Welcome to the Stan discourse.

There are a number of little tweaks here and there. But three things stand out to me.

First, you’re not estimating separate means for each indicator. If the indicators have very different means, then the factor structure might be battling the mean structure.

Second, why not try a more conventional constraint, like setting the first loading to 1? You can always transform the loading matrix after-the-fact.

Third, you’re setting up a situation where you can have a likelihood of infinity. Imagine your latent variable Z perfectly aligns with one of the observed variables X and completely ignores the others. Then the indicator standard deviation will move towards zero for that particular variable and cause an estimation problem. You could constrain sigma_eps to be larger than some arbitrarily small positive number, which would be relatively simple.

Thank you for these suggestions! To each of the points you mention:

  1. I wanted to clarify that although A values (within constrained and unconstrained categories) are drawn from the same distribution, this is an assumption of the data generating process, and I still learn a separate estimate for each individual A value. Does this make sense?

  2. Could you explain this suggestion a bit more? Why would we expect it to help? And is there a way to use the approach if I am fitting the model on real data where I do not know what the true value of the loading matrix should be?

  3. I don’t actually think that this would lead to a likelihood of infinity. In particular, I believe that factor analysis likelihood can be written as a function of the parameters (as is done here), if I am understanding it correctly?

If you haven’t already, you might take a look at a general introduction to factor analysis. I get the sense that you are bumping against some foundational challenges (constraints; mean vs covariance structure; rotations) that will only compound as you build more complex models. As you’ve already discovered, they get even more complex in a Bayesian/MCMC setting. You might take a look at Kline’s book, which is not as easy as indicated but at least short and to the point. UCLA also has a comprehensive introduction.
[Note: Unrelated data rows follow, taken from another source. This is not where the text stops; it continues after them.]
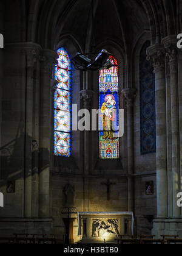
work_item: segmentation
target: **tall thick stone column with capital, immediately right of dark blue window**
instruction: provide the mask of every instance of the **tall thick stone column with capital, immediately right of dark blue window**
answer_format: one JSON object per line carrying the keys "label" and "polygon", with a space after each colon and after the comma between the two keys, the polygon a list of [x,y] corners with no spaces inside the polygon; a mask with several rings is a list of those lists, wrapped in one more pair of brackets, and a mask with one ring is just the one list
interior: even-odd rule
{"label": "tall thick stone column with capital, immediately right of dark blue window", "polygon": [[155,72],[157,218],[167,217],[167,144],[166,144],[166,79],[163,48],[156,44],[147,49]]}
Per point 1: It sounds like the lack of mean estimates shouldn’t be an issue in this case, though I don’t understand the quote below (no need to go into detail clarifying; just saying I’m not quite parsing). But applied to other problems, you will want to include parameters for the indicator means (with appropriate constraints). For example, if you were to add 100 to one of your variables, then you will run into problems that are unrelated to the factor structure. You avoid this by specifying the mean structure.

Per point 2: this is a very common (maybe the most common) method of constraining the loadings. You’ll see it discussed in many introductions to factor analysis (e.g. here). As it relates to your current problem, it locks the loadings into place around the first variable. Your current approach estimates all loadings, with a positivity constraint on a subset of them. This is in theory identifiable with the addition of your priors on the mean and standard deviation of the latent variable. But in practice it can be hard to identify. From my experience, setting the first loading to 1 is the most likely constraint to work in most situations.

Per point 3: there is a key difference in your likelihood compared to the models described which has implications for fitting the model and for efficiency. Your model directly estimates the values of the latent variable (z) for each observation and conditions on them to model the data as conditionally-independent.

The likelihoods discussed in the links use the “marginalized” multivariate normal approach. Rather than estimating the latent variables directly, they use the implied covariance matrix to model the data. This is more efficient and avoids the infinite-likelihood problem I mentioned.

Just to elaborate that point: imagine the model converged to a point where z_i = X_{1i} and \sigma_1 = 0 (sigma_eps), that is, each observation i's estimated latent variable was the same value as the first variable’s value, and the standard deviation of that variable was 0. This would produce an infinite likelihood, regardless of the value of any other parameter.

Thank you very much for the help!